Usually a party to a case will have at least some evidence, whether it be documents, photographs, or other tangible items. In addition, evidence can also be the testimony of a party or someone else.
However, the best place to start accumulating evidence as well as finding out the other side's case is through the use of discovery. Interrogatories, requests for production, and requests for admission sent to the other party will often provide all of the evidence necessary to win a case.
While I try to avoid "war stories" of my time as a lawyer on this website, sometimes they are illustrative. I can remember one particular child custody case where we were fighting against Child Protective Services and our discovery requests yielded almost 10,000 pages of documents. I personally looked at every word on every page of those documents at least three times and when we got to trial I had a hundred or so marked as exhibits and ready to go.
After the second day of trial, it was obvious we were winning the case by a comfortable margin since the CPS workers were falling apart every time we cross examined one and the documents I was using would appear to catch them in lies no matter what their stories were. In reality, different workers had told different versions of what had happened in their reports and so, no matter what they answered on the witness stand, I had a document by someone else that said the opposite.

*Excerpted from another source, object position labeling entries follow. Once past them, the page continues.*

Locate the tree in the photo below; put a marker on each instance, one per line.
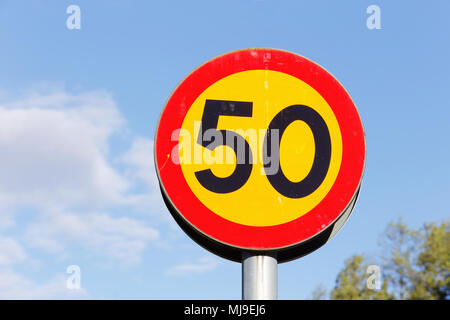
(415, 265)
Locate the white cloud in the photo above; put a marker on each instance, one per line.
(121, 238)
(14, 285)
(54, 148)
(57, 172)
(204, 264)
(56, 165)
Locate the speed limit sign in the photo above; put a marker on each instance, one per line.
(260, 150)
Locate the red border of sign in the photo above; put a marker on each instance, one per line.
(283, 235)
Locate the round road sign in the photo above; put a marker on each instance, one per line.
(260, 150)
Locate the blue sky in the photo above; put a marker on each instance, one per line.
(78, 111)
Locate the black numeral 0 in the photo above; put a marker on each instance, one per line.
(215, 108)
(322, 155)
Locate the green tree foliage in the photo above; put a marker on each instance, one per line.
(415, 264)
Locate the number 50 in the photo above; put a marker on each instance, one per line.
(215, 108)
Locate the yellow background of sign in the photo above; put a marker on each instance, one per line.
(257, 203)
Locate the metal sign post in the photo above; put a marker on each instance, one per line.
(259, 276)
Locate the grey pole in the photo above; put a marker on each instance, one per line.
(259, 276)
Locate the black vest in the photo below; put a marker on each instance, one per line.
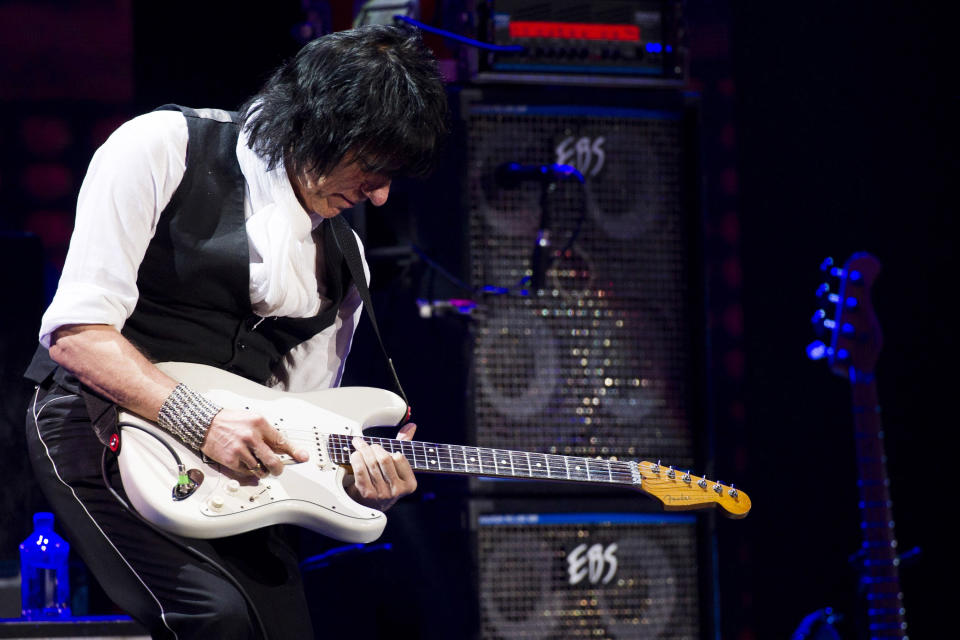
(194, 295)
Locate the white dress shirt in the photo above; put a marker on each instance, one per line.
(131, 179)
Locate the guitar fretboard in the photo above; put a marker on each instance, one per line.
(881, 575)
(482, 461)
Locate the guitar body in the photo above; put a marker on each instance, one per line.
(309, 494)
(206, 500)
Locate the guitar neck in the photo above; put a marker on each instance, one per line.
(481, 461)
(880, 558)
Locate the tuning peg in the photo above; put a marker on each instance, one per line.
(817, 350)
(821, 323)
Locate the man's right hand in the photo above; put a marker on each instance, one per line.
(246, 443)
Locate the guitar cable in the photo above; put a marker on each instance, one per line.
(182, 478)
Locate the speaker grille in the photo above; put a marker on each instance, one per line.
(588, 575)
(597, 362)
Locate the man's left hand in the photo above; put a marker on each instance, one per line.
(381, 478)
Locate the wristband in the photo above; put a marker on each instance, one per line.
(187, 415)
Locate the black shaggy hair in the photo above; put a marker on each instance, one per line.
(373, 92)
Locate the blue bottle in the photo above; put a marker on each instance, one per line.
(44, 579)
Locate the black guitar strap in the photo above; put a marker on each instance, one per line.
(347, 243)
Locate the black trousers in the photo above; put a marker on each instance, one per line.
(162, 586)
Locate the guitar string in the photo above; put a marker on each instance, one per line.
(618, 471)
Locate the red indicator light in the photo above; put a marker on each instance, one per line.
(575, 31)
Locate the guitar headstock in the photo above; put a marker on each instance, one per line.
(681, 491)
(846, 318)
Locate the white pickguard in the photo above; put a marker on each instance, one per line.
(308, 494)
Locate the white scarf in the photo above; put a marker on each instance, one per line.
(283, 254)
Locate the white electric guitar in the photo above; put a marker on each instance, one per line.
(204, 500)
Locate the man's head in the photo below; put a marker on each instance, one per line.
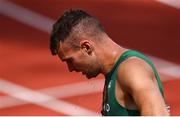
(75, 39)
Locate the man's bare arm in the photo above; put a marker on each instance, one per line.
(137, 78)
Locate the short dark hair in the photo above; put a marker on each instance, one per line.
(65, 24)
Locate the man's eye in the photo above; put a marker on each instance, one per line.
(69, 60)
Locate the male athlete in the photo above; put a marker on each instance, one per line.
(132, 85)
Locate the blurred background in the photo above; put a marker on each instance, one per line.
(33, 82)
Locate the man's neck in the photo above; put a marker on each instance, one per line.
(110, 57)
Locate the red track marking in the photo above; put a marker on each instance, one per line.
(26, 110)
(26, 60)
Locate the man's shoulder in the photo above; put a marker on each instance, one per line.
(132, 69)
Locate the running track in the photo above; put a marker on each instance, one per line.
(32, 82)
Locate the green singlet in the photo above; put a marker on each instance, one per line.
(110, 106)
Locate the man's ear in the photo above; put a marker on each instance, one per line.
(86, 46)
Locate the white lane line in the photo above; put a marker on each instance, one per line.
(81, 88)
(39, 98)
(25, 16)
(172, 3)
(44, 24)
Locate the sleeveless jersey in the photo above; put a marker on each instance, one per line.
(110, 106)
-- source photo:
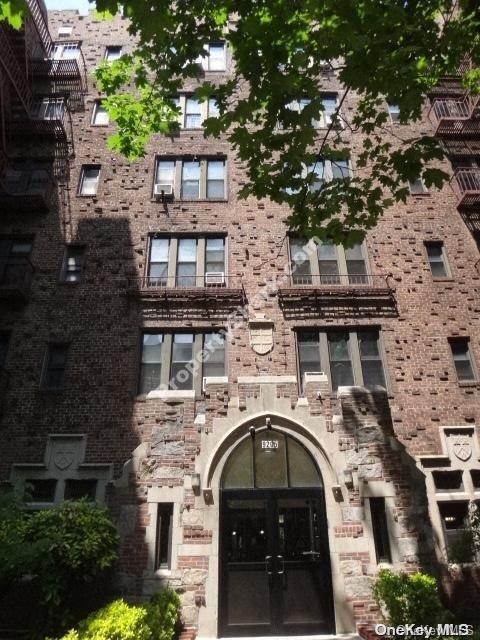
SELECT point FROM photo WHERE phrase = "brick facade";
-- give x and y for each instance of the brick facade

After the case was over, one of the lawyers for CPS asked, "Where did you get all of those documents?" I never answered and he never knew that they had provided them all to us since, apparently, they had never taken the time to go through the boxes and boxes of documents they sent to us.
Doing discovery correctly is extremely important and there are no forms that provide the exact questions to ask for every case. However, just as with all other parts of the law, if you understand the concepts behind discovery then you can draft your own to suit your particular case. Our book, The Guerrilla Guide to Written Discovery (Civil) provides the knowledge you need to use discovery to your advantage. Like all of our books, it has some forms in it to use as examples but the primary focus is not on providing forms, it is on teaching you the concepts so you understand why you are taking certain steps and thus when you are faced with issues unique to your case, you will be able to figure out what to do.
Equally important to having evidence is being able to get it admitted by the court. Every state except Virginia as well as the federal court system has Rules of Evidence which set forth what is proper and what is not allowed. However, the rules themselves are often confusing which is why we wrote The Guerrilla Guide to Trial Objections. This book explains how to object to evidence as well as how to respond to the objections you are likely to face at trial.
Being knowledgeable and prepared are the keys to winning your case!